Он был омадьярившийся словак из бедной чиновничьей семьи, обучавшийся на государственный кошт, молодой и несомненно музыкально одаренный, болезненно ранимый и самолюбивый, главным образом из-за своего происхождения, мешавшего ему быть на равной ноге с офицерами немцами или венграми из именитых или зажиточных семейств. Она тридцати с чем-то лет, восемью годами старше его. Высокая блондинка, тронутая первым увяданием, но с прекрасной бело-розовой кожей и лучистым сиянием больших синих глаз, она всем своим обликом и осанкой напоминала портреты королев, пленяющих воображение девиц.
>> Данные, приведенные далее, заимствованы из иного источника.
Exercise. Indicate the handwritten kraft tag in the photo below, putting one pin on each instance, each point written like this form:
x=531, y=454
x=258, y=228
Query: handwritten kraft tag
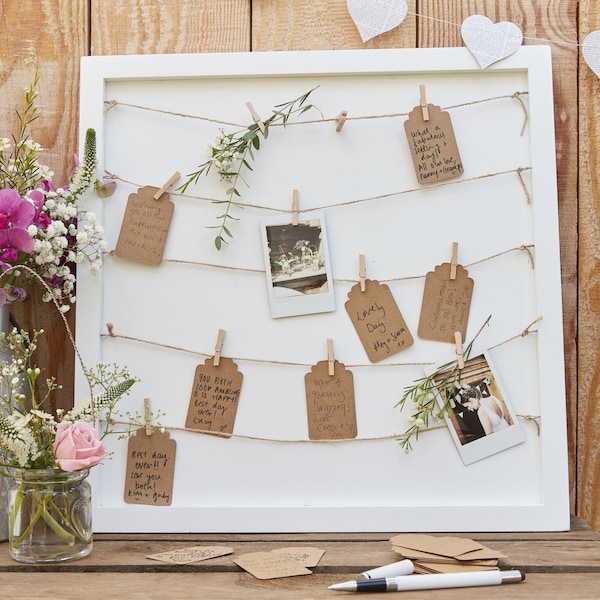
x=446, y=304
x=378, y=321
x=150, y=469
x=214, y=397
x=433, y=145
x=145, y=226
x=330, y=402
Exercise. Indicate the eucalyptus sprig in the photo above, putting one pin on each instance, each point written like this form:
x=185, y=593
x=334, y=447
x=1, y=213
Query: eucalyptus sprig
x=424, y=393
x=231, y=152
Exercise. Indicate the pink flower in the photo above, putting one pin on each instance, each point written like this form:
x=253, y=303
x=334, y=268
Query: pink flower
x=76, y=446
x=16, y=214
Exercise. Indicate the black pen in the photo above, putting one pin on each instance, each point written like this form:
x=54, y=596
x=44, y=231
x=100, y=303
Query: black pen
x=429, y=582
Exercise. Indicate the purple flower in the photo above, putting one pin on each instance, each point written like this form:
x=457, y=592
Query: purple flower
x=16, y=214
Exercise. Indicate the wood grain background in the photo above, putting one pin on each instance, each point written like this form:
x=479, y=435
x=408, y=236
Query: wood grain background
x=50, y=36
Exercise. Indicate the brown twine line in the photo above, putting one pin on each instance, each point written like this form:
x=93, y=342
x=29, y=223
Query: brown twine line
x=526, y=248
x=531, y=418
x=519, y=171
x=112, y=334
x=110, y=104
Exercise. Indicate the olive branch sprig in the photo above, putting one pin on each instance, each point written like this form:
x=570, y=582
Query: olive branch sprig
x=231, y=152
x=423, y=395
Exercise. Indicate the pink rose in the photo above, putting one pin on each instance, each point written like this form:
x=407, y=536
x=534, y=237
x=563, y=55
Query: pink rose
x=76, y=446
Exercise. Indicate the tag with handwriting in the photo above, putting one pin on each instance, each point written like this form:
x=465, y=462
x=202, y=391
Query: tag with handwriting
x=269, y=565
x=306, y=556
x=330, y=402
x=185, y=556
x=150, y=468
x=145, y=227
x=378, y=320
x=433, y=145
x=214, y=398
x=446, y=304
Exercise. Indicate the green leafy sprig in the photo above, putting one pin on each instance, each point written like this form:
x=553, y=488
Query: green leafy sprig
x=230, y=155
x=424, y=393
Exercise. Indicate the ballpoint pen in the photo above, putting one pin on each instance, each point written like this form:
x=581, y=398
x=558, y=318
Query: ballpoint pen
x=402, y=567
x=430, y=582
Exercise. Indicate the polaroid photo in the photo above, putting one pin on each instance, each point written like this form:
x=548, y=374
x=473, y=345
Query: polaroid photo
x=298, y=268
x=480, y=418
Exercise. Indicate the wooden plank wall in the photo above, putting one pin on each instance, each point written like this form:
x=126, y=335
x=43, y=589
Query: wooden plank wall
x=52, y=35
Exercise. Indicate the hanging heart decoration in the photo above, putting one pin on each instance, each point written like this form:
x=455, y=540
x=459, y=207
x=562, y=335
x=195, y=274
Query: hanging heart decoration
x=374, y=17
x=490, y=42
x=591, y=51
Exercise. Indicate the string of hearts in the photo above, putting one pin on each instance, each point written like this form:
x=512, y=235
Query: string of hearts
x=489, y=42
x=535, y=419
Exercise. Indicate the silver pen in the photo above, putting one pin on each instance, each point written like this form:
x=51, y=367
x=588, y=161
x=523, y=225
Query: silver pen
x=405, y=583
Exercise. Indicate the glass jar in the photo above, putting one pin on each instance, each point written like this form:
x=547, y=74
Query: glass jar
x=50, y=515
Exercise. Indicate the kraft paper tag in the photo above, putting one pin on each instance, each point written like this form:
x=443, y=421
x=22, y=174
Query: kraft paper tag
x=330, y=402
x=433, y=145
x=269, y=565
x=215, y=396
x=150, y=469
x=185, y=556
x=307, y=557
x=378, y=320
x=446, y=304
x=145, y=226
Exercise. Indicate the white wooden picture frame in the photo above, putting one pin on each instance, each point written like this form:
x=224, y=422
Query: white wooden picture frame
x=502, y=211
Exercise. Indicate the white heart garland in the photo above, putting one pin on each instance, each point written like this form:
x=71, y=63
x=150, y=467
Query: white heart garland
x=374, y=17
x=591, y=51
x=490, y=42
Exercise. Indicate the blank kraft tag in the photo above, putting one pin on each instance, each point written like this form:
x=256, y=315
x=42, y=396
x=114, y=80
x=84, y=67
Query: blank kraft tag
x=330, y=402
x=378, y=320
x=446, y=304
x=432, y=145
x=145, y=227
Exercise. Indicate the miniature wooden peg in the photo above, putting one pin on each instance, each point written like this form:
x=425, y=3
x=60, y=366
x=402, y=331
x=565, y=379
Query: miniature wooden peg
x=256, y=118
x=424, y=108
x=340, y=120
x=147, y=416
x=218, y=347
x=454, y=260
x=362, y=272
x=167, y=185
x=295, y=208
x=459, y=353
x=330, y=358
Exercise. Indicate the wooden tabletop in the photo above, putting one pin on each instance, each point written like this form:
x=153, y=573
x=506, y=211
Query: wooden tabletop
x=557, y=565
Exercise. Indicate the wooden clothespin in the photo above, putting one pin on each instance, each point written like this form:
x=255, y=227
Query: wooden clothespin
x=424, y=108
x=330, y=358
x=218, y=347
x=256, y=118
x=147, y=417
x=460, y=357
x=294, y=207
x=167, y=185
x=362, y=272
x=340, y=120
x=454, y=261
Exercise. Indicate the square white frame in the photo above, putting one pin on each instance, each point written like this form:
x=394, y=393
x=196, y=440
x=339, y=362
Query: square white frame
x=543, y=507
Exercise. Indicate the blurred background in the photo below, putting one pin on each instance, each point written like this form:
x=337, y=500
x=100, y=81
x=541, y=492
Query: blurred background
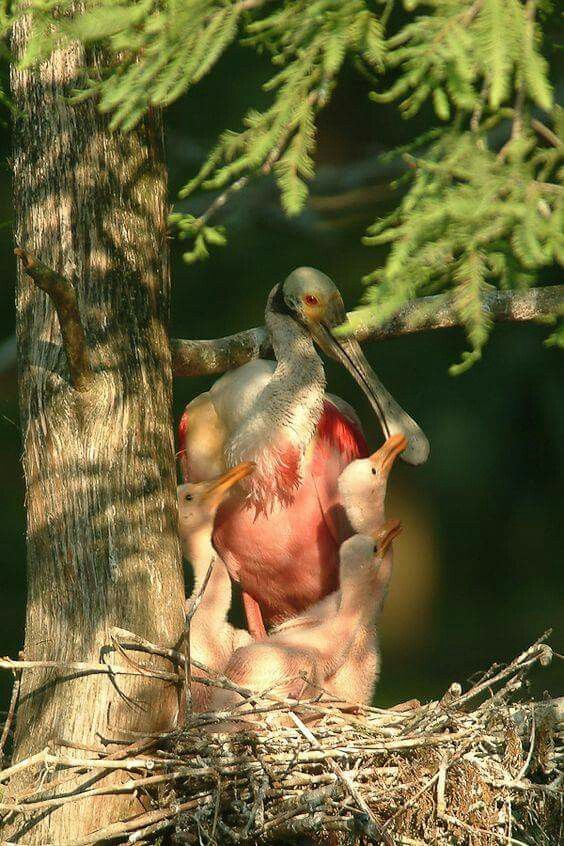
x=479, y=568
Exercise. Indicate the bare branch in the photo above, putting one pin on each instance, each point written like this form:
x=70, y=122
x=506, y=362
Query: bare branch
x=199, y=358
x=63, y=296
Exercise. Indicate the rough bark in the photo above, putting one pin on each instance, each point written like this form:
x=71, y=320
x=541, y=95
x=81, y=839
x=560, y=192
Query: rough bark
x=98, y=460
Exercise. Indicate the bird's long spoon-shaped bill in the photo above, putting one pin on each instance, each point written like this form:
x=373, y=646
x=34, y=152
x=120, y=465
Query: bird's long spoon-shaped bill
x=393, y=419
x=383, y=459
x=217, y=488
x=385, y=535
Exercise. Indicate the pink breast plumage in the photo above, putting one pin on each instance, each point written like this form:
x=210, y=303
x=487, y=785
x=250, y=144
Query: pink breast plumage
x=286, y=555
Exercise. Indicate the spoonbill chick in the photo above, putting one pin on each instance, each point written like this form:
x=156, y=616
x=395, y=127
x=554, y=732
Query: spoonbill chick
x=297, y=662
x=212, y=638
x=362, y=488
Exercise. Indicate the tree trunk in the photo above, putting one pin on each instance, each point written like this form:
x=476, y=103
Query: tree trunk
x=99, y=462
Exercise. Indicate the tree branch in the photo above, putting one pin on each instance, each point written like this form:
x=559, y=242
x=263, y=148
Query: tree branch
x=199, y=358
x=62, y=294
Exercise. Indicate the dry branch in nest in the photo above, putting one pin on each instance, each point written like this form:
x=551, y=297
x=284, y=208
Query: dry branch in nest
x=478, y=768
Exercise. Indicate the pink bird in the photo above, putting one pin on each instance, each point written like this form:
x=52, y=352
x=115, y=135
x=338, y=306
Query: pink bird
x=212, y=638
x=297, y=662
x=362, y=485
x=279, y=533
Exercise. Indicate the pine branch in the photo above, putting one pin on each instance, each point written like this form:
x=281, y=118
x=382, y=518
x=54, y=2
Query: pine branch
x=199, y=358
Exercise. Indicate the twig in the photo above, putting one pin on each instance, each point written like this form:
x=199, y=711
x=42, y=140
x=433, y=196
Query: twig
x=85, y=667
x=522, y=660
x=63, y=296
x=119, y=829
x=194, y=605
x=345, y=779
x=546, y=133
x=200, y=358
x=11, y=713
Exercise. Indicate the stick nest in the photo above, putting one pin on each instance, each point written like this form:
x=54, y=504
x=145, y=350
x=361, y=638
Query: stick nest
x=477, y=768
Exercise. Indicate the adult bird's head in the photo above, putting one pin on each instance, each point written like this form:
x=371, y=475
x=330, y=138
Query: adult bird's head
x=361, y=558
x=313, y=300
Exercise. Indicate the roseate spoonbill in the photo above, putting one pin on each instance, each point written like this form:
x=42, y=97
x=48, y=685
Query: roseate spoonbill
x=280, y=533
x=297, y=662
x=212, y=638
x=362, y=486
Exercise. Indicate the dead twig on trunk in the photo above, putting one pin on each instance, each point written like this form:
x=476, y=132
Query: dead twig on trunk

У каждого из них были свои личные причины для недовольства жизнью, действительные или мнимые, однако же достаточно глубокие. Но кроме этого, у них была еще общая и главная причина: оба они чувствовали себя несчастными изгнанниками в этой заштатной глуши, в обществе офицеров, по большей части людей ничтожных и пустых. И поэтому держались со скорбной обреченностью потерпевших кораблекрушение. Они растворялись друг в друге, забываясь в бесконечных разговорах или музыке, как сейчас.
Такова была невидимая пара, заполнявшая музыкой тяжелое молчание, воцарившееся между двумя молодыми людьми.
Но вот что-то снова смешалось в мелодии, разлившейся в безмятежном спокойствии ночи, и на какое-то время она прервалась. В наступившей тишине, продолжая последние слова Стиковича, Гласинчанин каким-то деревянным голосом проговорил:
– Смешно?! Да, по правде говоря, во всей этой дискуссии много смешного.
Стикович поспешно вырвал сигарету изо рта, а Гласинчанин неторопливо, но уверенно стал излагать свою мысль, давно уже, как видно, его мучившую.